С похорон родителей прошло лишь несколько месяцев, и, переведясь в академию посреди последнего триместра, я ощущала себя пришибленной, потерянной и бесконечно чужой. Каменные своды Уэст-Ривера давили на меня и угнетали, а ученики казались особенно заносчивыми по сравнению с коллективом прежней, менее претенциозной школы. Пускай мисс Чейзвик известна и влиятельна в среде состоятельных граждан-небожителей, на мне лично это никак не отражалось. Мне не досталось ни крупицы ее статуса и покровительства, и уэстриверцы это чувствовали. Я выделялась, и, увы, не в лучшую сторону. Меня то и дело хотели задеть, растормошить, как будто от чьей‑то встряски все порочное и «элитарное» могло вылезти наружу и помочь вписаться в круг золотой молодежи.
И только одной ученице я была интересна сама по себе. Только она разглядела во мне меня.

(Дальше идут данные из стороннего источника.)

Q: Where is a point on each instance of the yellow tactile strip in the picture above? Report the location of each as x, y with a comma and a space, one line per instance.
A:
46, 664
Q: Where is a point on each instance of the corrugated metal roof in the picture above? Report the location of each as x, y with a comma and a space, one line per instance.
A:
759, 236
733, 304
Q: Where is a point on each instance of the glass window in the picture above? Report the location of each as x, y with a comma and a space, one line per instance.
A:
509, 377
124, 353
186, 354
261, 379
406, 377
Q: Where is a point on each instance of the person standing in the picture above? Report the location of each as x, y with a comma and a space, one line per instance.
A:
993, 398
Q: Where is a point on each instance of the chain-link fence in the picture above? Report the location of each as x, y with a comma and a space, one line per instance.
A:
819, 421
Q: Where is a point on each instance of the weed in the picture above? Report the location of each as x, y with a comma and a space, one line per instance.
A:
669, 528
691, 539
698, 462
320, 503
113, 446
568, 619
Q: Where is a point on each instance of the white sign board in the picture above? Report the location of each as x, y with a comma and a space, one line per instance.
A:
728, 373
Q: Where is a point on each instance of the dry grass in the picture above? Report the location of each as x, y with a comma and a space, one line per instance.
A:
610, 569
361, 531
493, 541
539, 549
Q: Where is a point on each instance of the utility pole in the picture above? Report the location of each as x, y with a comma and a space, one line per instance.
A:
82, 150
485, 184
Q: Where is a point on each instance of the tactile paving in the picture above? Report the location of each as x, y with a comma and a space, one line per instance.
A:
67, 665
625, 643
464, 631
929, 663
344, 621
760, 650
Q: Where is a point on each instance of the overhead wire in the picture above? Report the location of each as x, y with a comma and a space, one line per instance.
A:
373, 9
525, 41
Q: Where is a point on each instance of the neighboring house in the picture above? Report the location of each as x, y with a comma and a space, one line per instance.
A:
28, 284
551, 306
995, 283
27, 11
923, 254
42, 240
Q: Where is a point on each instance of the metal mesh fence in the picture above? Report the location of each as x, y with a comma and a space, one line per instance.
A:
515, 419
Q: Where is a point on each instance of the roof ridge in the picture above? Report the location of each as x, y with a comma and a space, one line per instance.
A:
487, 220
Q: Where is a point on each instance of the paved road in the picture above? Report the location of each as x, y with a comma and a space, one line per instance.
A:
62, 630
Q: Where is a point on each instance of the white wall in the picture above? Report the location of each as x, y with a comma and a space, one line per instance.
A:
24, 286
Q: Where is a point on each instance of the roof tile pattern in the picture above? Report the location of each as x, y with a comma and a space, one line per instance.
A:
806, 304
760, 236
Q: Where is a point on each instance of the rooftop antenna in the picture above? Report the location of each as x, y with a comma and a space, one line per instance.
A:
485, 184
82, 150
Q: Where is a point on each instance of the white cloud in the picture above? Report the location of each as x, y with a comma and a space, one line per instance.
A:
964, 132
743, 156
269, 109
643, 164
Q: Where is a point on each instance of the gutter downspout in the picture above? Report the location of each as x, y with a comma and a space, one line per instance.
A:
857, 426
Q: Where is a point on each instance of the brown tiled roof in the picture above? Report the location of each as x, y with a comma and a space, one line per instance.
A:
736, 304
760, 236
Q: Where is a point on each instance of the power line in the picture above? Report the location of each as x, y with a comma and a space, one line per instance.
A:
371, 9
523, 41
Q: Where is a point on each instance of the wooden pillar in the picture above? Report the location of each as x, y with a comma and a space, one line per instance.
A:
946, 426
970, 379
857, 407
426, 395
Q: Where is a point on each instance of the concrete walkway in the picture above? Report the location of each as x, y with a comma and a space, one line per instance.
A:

Как же далеки мы обе сейчас от тех версий нас, которые вспоминаются при взгляде на Даньел… Невинность, присущая детям, испарилась, коротко остриженные ногти отросли в опасные коготки. Нам стало слишком тесно вдвоем в стенах Уэст-Ривера, блистать могла лишь одна. Лучшие подруги превратились в охотницу и жертву.
Еще с мгновение Даньел хищно изучает меня и отворачивается, уходит в компании смеющейся Мэй Лин на урок классической литературы. И я смотрю ей вслед без сожаления. Даже после стольких воинственных столкновений, попыток сломить мою волю я все еще сопротивляюсь и не раскаиваюсь в содеянном когда‑то. Напротив, я истово верю, что непроходимый терновник между нами взращен не только из моего семечка, но и ее тоже.
Раздается звонок, и я иду в класс биологии, где сажусь за парту и отрываю клочок бумаги из блокнота. Пока учитель не видит, я пишу по памяти несколько стихотворных строчек Россетти — верной спутницы моей меланхолии. Она поможет сделать укол ощутимо больнее, напомнит Даньел приспустить нимб.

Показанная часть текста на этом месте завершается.